In 2015, macOS Security Expert Patrick Wardle reported an almost shockingly simple method hackers could employ to get around the Mac Gatekeeper system, which is the first line of defense against malware. He simply bundled two executable files: One signed and one not signed. Apple promptly fixed this weakness when Wardle reported it, but the hackers did not stop looking for new ways to infect Mac systems.

Recently, researchers at Trend Micro discovered an app on a popular Torrent site that was promised to install a macOS program called Little Snitch, which is a firewall app.  Lurking inside the package, however, was an EXE file that could deliver a hidden payload.

A spokesman at Trend had the following to say about the discovery:

"We suspect that this specific malware can be used as an evasion technique for other attack or infection attempts to bypass some built-in safeguards such as digital certification checks since it is an unsupported binary executable in Mac systems by design. We think that the cyber-criminals are studying the development and opportunities from this malware bundled in apps and available in torrent sites, and therefore we will continue investigating how cyber-criminals can use this information and routine."

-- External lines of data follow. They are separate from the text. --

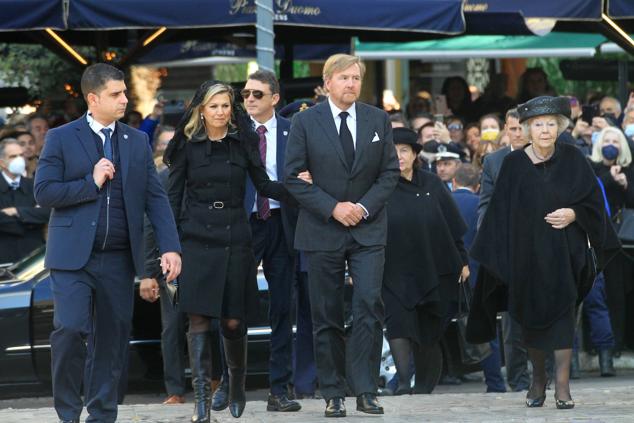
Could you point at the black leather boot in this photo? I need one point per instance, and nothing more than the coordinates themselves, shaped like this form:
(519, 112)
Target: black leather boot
(236, 356)
(606, 363)
(574, 366)
(200, 363)
(220, 397)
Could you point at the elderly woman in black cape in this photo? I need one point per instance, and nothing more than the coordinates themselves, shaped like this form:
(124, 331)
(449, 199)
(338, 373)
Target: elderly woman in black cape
(209, 158)
(424, 259)
(533, 245)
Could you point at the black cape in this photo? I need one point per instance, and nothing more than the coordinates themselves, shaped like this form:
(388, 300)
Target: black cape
(528, 267)
(424, 243)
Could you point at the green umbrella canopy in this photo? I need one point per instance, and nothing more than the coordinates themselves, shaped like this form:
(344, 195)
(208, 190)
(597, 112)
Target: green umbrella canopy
(555, 44)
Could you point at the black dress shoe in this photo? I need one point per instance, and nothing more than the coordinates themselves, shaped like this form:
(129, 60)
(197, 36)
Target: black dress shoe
(368, 403)
(335, 408)
(281, 403)
(564, 404)
(536, 402)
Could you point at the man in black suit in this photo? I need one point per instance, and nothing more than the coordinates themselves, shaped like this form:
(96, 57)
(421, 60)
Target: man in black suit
(347, 147)
(272, 231)
(21, 221)
(515, 354)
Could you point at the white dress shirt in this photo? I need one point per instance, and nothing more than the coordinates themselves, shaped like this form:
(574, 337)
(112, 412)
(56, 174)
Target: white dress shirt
(351, 121)
(9, 180)
(271, 156)
(97, 127)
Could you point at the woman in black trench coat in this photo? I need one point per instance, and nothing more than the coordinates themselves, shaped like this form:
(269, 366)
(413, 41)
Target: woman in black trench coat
(533, 243)
(213, 151)
(424, 257)
(611, 161)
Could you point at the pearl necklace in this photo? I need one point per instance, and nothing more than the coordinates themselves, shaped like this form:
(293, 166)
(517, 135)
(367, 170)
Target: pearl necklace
(543, 159)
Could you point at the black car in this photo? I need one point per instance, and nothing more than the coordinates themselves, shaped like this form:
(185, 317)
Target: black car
(26, 322)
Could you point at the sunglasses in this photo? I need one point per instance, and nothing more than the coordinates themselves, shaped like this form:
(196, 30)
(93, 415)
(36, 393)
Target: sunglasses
(258, 94)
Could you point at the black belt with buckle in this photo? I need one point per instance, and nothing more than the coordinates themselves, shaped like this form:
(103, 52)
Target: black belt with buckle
(274, 212)
(217, 205)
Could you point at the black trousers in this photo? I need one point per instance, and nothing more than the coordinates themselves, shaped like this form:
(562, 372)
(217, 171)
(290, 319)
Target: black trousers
(92, 321)
(269, 246)
(173, 325)
(359, 360)
(515, 355)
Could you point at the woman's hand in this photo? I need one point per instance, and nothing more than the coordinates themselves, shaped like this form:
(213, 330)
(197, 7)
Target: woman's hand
(305, 176)
(149, 290)
(464, 275)
(618, 177)
(561, 218)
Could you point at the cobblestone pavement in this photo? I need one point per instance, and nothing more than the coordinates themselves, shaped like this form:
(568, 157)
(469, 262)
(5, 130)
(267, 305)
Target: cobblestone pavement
(597, 403)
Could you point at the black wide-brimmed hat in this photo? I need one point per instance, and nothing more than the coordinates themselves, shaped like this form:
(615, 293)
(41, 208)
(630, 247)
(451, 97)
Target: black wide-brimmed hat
(544, 105)
(407, 136)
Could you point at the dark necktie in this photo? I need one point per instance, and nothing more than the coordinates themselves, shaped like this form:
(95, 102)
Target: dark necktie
(346, 139)
(264, 207)
(107, 144)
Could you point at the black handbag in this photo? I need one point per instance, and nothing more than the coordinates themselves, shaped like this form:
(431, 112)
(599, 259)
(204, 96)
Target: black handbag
(469, 353)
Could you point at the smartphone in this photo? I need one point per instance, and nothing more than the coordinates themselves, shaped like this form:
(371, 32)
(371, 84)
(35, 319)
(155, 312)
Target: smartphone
(588, 112)
(440, 101)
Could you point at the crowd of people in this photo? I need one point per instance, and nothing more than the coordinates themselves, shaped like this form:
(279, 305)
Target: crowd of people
(518, 198)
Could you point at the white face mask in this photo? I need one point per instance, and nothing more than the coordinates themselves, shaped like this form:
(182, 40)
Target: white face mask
(17, 166)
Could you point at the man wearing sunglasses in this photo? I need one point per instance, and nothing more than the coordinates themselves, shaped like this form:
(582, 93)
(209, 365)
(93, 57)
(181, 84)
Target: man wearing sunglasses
(273, 232)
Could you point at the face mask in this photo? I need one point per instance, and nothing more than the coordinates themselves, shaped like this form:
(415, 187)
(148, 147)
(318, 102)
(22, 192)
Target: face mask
(610, 152)
(17, 166)
(430, 146)
(489, 134)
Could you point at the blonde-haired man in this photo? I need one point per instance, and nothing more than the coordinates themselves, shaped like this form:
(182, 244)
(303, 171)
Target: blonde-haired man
(347, 147)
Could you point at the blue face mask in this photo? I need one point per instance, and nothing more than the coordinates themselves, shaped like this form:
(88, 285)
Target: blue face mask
(610, 152)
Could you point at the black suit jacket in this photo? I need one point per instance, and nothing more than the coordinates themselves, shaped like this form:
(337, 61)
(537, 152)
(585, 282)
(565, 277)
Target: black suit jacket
(314, 145)
(490, 170)
(288, 210)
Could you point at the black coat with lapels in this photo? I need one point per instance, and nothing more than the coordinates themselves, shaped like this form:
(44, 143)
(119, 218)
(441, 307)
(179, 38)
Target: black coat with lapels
(216, 239)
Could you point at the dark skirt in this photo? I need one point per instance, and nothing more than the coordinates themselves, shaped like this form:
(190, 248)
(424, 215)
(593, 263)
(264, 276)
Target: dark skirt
(558, 336)
(212, 288)
(425, 322)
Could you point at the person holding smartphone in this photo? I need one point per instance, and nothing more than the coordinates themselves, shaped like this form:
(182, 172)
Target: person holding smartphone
(611, 161)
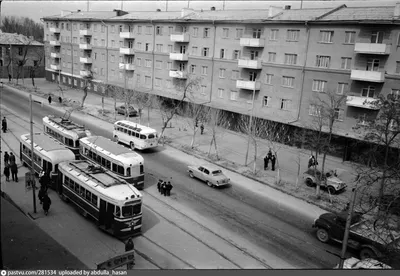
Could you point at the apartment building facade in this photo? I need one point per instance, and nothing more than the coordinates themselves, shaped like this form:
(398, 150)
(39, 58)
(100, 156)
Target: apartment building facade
(273, 62)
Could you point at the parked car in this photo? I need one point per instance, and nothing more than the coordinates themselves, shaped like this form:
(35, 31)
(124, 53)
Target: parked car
(123, 110)
(329, 180)
(213, 176)
(368, 263)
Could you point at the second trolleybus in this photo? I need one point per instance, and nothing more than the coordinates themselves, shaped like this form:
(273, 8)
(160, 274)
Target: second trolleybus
(112, 202)
(120, 160)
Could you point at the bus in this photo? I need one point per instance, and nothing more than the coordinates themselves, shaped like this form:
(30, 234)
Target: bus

Normally, a Windows executable file can't and won't run on a Mac. The hackers have worked around this by bundling the EXE with a free framework called Mono.  Trend's research team went onto say:

"Currently, running an EXE on other platforms may have a bigger impact on non-Windows systems such as MacOS.  Normally, a Mono framework installed in the system is required to compile or load executables and libraries.  In this case, however, the bundling of the files with the said framework becomes a workaround to bypass the systems given EXE is not a recognized binary executable by MacOS' security features.  As for the native library differences between Windows and MacOS, Mono framework supports DLL mapping to support Windows-only dependencies to their MacOS counterparts."

Long story short, Mac users have a new potential threat to worry about.  Stay vigilant.